I recall a Sydney event in which one tasting bracket was served with a martini glass containing deer fur, venison, pork, morels and chestnuts and another that offered Sichuan-cured duck with hot chocolate sauce.

It’s pleasing, therefore, to report on a degustation lunch in little ol’ Newcastle where there was exceptional harmony. And for that the 35 folk attending Hunter Street’s Restaurant Mason can thank Mudgee’s Huntington Estate owner-chief winemaker Tim Stevens and Mason chef-proprietor Chris Thornton.

The first course of scallops, asparagus, finger lime and chive and butter sauce was an ideal match for the Huntington 2017 Semillon and 2016 Barrel-Fermented Chardonnay. The second course 2016 Grenache and 2012 Cabernet Sauvignon were in tune with the quail, roasted mulberries and bitter chocolate second course and the Huntington 2013 Special Reserve Shiraz and 2013 Special Reserve Cabernet Sauvignon were perfect foils for the Pukara Estate lamb, confit potato, black garlic and greens of the third course. The 2015 Late Harvest Semillon teamed nicely with the Brillat Savarin cheesecake with apricot, orange and cardamom ice cream. My wine of the day was the $39 2013 Special Reserve Shiraz.
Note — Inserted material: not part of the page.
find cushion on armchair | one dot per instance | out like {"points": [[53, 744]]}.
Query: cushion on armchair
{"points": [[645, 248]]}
The Newcastle September 30 lunch was one a series in Sydney, Brisbane, Canberra, Wollongong and Katoomba staged by Tim and his wife Nicky for the mail order clients that are so essential to their cellar door, online and mail order-dependent operation.
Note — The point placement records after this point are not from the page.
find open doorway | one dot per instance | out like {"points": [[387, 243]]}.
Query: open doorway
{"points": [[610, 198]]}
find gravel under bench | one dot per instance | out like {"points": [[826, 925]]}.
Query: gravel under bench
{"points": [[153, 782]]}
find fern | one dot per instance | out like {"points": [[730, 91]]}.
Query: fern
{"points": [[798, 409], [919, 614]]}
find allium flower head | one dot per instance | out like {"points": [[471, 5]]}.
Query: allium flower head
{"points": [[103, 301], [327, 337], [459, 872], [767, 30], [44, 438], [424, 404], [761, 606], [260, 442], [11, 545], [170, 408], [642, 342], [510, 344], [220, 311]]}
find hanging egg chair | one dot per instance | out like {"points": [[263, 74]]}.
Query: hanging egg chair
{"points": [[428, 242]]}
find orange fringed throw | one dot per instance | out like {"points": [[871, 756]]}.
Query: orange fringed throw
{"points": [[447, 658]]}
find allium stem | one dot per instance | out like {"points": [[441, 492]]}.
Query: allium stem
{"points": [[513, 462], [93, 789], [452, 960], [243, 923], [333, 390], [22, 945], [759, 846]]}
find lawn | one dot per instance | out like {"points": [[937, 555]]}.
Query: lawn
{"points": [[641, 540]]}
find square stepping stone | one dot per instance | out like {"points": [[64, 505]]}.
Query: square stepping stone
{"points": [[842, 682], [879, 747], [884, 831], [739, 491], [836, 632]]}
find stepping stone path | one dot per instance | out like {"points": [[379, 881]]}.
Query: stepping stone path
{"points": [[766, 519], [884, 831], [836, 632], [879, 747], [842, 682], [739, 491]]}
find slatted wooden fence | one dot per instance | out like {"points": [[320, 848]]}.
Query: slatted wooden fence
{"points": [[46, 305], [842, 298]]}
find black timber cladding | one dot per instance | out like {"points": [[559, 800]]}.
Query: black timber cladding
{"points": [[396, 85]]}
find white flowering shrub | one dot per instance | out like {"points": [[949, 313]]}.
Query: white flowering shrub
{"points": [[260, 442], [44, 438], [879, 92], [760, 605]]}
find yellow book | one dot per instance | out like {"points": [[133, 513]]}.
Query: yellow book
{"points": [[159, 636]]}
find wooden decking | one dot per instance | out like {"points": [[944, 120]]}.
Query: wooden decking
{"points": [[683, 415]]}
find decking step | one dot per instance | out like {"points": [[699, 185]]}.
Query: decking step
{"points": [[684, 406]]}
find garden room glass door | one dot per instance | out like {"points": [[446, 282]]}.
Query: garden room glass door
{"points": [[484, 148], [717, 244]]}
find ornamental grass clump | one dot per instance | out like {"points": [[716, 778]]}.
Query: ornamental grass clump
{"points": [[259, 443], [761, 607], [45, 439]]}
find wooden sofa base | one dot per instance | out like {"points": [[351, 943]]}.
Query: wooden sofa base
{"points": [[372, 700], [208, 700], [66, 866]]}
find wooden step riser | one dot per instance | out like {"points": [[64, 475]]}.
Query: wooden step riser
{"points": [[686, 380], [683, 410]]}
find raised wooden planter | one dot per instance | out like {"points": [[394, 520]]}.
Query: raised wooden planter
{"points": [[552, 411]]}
Huntington was established in 1969 on a run-down orchard by Sydney lawyer-turned-winemaker Bob Roberts and wife Wendy, who made it a Mudgee icon for its wines and annual Huntington Music Festival. The chamber music event, now in its 28th year, has been embraced by Tim and Nicky, a former UK Unilever executive who is Huntington general manager and festival organiser.

Tim was raised a Queensland cattle property, but chose a career as a rural journalist and later as a Canberra parliamentary press gallery reporter. Driven by a love of Mudgee reds and especially of Huntington Estate, Tim did a Charles Sturt University wine course, quit journalism and in 1996 bought Abercorn vineyard and winery in Mudgee, next-door to Huntington. In 2005, when Bob Roberts wanted to retire, Tim and Nicky added the prized brand to their portfolio.

WINE REVIEWS

TOPLINE MUDGEE SHIRAZ

THIS lovely Huntington Estate 2013 Special Reserve Shiraz has 14.7% alcohol, inky purple hues and enticing berry pastille scents. Intense, ripe plum flavour rolls onto the front of the palate, blackcurrant, Turkish delight chocolate, cloves and mocha oak chime in on the middle palate and smooth dusty tannins home in at the finish. PRICE: $39. DRINK WITH: lamb crown roast. AGEING: 15 years.

RATING: 5 stars

SOFTER-STYLE SEMILLON

THE Huntington Estate 2017 Semillon is green-tinted straw and has orange blossom scents and ruby grapefruit front-palate flavour. Nashi pear and lemon butter and toast characters show on the middle palate and the finish has flinty acid. Huntington wines are at huntingtonestate.com.au, 1800 995 931 and the Ulan Rd, Mudgee, winery. PRICE: $25. DRINK WITH: seafood risotto. AGEING: seven years.

RATING: 4 stars

CABSAV OF GREAT VALUE

HERE’S great value drinking in this Huntington Estate 2012 Cabernet Sauvignon with its 14.3% alcohol, deep purple hues and cherry and potpourri aromas. The front of the palate introduces vibrant blackberry flavour, the middle palate brings forth rhubarb, spearmint, spice and savoury oak and ferric tannins come through at the finish. PRICE: $26. DRINK WITH: duck a l’orange. AGEING: 12 years.